Responsive design with variables

You can define variables for different font sizes and spacing values based on screen size. This would ensure your site looks great on any device.

For example, you can create a variable for Padding, Tablet_Padding, and Mobile_Padding. Once you apply these variables to your elements for different breakpoints, the padding will automatically adjust as the screen size changes.

You can do this manually, but there’s a better way too. If you are a comfortable with using a little CSS, you can adjust the switch from Padding, to Tablet_Padding and Mobile_Padding on different screen sizes, without having to manually set it on every breakpoint in your classes.

To make this process easy, make sure you have a main variable that you’ll add on the class(like we have Padding here). We’ll then update the value of this main variable based on screen sizes.

Here’s how you can write the media query for it -

/* tablet */
@media screen and (max-width: 991px) {
 :root {
   --section--padding: var(--section--tablet_padding);
/* mobile landscape & portrait */
@media screen and (max-width: 767px) {
 :root {
     --section--padding: var(--section--mobile_padding);

This will make sure your variables values automatically update as you go from desktop to tablet or mobile.

Set the responsive sizes for your border radius, margins, font sizes etc in the same way. And once you’ve done this, you can go back and manage the changes in the variables panel again. You won’t need to edit anything here as long as the variable names remain same.

Variables in animations and interactions

You can use variables in your animations and interactions as well. You can bind variables to properties like color changes on page scroll or element transformations, and change your entire website’s color scheme on scroll with just a few clicks. This video shows how you can do it.

You can also animate things like SVG paths with Variables. This video shows how to do it in a very simple way.

The more you experiment with variables, the more handy you’ll get when using them.

Best practices for using variables

Using variables in your projects will definitely help you manage and scale your projects better, but to get the most out of, it’s important that you follow some best practices.
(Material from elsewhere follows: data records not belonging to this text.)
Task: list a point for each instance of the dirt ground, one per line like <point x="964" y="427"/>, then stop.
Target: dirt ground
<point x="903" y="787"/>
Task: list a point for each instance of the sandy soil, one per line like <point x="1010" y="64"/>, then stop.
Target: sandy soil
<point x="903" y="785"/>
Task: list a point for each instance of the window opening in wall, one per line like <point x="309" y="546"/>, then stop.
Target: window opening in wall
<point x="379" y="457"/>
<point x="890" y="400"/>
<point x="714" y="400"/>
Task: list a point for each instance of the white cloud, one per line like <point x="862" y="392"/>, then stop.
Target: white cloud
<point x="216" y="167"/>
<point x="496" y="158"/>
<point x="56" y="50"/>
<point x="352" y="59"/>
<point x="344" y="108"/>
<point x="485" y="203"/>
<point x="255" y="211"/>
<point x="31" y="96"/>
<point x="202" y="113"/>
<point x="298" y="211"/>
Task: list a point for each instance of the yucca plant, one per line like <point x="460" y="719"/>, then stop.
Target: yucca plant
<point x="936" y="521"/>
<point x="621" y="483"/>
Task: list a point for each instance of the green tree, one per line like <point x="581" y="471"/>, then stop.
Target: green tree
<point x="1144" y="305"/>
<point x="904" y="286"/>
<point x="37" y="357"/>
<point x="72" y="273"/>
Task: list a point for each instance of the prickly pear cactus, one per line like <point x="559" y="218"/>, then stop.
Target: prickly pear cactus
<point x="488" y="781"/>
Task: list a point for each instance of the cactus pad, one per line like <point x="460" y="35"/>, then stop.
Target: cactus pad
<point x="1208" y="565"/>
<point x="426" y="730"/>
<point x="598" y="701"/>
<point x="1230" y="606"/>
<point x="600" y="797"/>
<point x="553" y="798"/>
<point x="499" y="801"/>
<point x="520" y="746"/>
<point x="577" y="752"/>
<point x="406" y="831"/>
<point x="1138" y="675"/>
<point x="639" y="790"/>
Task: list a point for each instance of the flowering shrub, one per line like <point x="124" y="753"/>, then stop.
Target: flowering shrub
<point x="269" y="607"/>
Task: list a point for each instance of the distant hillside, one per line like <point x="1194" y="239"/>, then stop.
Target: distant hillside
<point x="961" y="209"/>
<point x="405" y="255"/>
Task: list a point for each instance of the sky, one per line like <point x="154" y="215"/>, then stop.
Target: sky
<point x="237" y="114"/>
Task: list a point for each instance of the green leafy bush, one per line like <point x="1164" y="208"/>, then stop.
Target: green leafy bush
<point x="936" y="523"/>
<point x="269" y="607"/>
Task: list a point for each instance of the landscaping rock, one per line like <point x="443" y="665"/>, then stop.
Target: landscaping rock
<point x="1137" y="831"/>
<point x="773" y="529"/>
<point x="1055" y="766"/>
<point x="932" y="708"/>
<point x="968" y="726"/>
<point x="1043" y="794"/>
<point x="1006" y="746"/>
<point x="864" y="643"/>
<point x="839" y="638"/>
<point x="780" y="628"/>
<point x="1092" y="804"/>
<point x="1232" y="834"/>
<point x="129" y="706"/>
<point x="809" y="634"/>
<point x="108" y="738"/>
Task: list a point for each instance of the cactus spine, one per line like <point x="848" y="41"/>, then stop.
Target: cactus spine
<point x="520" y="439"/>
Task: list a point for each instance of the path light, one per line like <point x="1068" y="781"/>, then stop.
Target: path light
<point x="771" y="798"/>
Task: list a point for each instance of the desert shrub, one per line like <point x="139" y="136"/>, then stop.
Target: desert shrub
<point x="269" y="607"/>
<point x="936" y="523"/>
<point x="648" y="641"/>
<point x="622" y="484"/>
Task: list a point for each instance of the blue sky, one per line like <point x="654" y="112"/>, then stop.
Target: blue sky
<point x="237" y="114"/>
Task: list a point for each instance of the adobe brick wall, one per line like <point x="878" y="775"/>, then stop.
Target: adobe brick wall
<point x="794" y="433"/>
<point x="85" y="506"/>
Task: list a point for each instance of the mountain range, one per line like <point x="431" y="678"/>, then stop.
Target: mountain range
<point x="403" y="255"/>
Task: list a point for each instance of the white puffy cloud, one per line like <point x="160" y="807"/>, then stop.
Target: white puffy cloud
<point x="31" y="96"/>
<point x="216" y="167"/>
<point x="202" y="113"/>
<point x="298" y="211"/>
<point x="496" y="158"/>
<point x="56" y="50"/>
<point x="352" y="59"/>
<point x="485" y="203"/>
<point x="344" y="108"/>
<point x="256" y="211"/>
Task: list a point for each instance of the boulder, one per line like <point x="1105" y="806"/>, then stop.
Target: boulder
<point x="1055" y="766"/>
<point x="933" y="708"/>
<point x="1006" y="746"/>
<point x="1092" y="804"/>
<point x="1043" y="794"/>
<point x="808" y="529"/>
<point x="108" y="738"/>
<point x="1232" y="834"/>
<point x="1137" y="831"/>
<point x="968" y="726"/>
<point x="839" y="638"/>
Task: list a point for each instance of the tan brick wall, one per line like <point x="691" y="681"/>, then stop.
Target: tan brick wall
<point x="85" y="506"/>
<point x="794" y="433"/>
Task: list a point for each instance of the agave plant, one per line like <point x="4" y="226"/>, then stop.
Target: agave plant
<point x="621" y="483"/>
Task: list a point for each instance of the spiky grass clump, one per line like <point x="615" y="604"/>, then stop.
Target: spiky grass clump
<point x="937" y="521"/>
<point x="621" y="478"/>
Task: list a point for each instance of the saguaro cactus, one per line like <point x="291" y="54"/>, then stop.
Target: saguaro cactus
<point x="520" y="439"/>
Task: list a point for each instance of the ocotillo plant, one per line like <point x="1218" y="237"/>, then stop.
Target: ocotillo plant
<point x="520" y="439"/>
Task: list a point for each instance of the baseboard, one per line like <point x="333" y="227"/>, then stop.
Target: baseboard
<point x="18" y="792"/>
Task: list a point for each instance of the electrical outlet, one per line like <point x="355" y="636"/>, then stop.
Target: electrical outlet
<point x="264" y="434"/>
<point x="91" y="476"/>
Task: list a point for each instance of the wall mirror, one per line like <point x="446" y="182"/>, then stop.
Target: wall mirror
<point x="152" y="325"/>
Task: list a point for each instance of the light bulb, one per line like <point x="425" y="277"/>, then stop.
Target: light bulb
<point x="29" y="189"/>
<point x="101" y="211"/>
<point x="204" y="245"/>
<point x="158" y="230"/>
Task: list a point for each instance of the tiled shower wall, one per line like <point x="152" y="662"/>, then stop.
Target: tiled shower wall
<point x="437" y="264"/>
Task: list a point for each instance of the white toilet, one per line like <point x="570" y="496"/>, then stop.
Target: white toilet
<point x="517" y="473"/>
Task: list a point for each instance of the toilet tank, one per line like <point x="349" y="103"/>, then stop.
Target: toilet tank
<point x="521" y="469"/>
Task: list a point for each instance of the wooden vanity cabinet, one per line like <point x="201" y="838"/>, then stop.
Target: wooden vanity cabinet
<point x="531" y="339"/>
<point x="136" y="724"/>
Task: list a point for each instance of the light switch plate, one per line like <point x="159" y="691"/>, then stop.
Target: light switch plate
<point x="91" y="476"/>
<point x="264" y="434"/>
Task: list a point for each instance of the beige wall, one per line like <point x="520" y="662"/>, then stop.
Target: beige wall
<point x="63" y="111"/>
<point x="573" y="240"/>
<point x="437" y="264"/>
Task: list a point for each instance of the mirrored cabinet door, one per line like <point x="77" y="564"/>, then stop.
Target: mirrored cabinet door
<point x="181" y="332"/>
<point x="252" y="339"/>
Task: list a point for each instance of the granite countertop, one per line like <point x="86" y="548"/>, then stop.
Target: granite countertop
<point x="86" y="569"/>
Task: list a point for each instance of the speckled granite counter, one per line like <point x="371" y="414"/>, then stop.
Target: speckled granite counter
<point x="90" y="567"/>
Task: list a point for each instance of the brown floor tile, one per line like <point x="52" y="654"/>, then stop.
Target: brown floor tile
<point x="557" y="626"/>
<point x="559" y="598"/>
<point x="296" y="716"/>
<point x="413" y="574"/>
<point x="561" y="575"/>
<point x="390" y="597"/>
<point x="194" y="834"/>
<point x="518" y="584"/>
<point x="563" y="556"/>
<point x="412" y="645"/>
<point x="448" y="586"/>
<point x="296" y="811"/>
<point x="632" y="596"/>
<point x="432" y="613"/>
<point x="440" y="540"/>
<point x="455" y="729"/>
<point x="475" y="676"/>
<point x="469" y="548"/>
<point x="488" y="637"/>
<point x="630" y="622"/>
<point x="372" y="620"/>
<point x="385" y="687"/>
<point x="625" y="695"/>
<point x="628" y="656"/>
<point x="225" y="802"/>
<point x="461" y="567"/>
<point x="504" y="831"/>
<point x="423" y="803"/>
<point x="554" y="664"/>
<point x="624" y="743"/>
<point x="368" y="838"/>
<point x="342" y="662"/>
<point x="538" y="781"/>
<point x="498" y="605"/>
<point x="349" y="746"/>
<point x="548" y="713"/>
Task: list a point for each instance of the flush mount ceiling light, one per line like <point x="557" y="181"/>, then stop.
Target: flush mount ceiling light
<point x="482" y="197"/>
Here are a few tips to help you use variables effectively and efficiently in all your projects.

1. Consistent naming conventions

Clear and consistent naming conventions make it easier to understand what each variable does at a glance. This is especially important when you are working on larger projects or collaborating with others.

Here’s how you can ensure consistent naming conventions in your projects:

  • Use descriptive names that reflect the purpose of the variable. For example, color-primary or font-heading.
  • Group related variables by prefixing them with a category, such as color-, font-, or spacing-.

2. Regular reviews and updates

Regularly reviewing and updating your variables ensures that they still meet the needs of your project as it evolves. This practice keeps your design consistent and your workflow efficient.

Here’s how you can do that -

  • Schedule periodic reviews of your variables to ensure they are still relevant and properly organized.
  • Update variables as your project requirements change, rather than creating new ones unnecessarily.

3. Avoid overusing variables

While variables are powerful, overusing them can lead to a cluttered and confusing workspace. It's important that you maintain a balance.

  • Only create variables for values that need to be reused across multiple elements or components.
  • Avoid creating variables for values that are used only once or are unlikely to change.

4. Document your variables

You might be able to get away with this on smaller projects, but it’s definitely a good practice to document your variables for larger projects. Documentation helps you and your team understand the purpose and usage of each variable, which is crucial for properly maintaining and scaling a bigger website.

Make a reference document that lists all your variables, their purposes, and where they are used. Update it as your project grows. This will help you and upcoming developers better understand how to work with variables for that particular project.

By following these best practices, you'll be able to leverage the full power of variables in Webflow, keeping your projects organized, consistent, and efficient.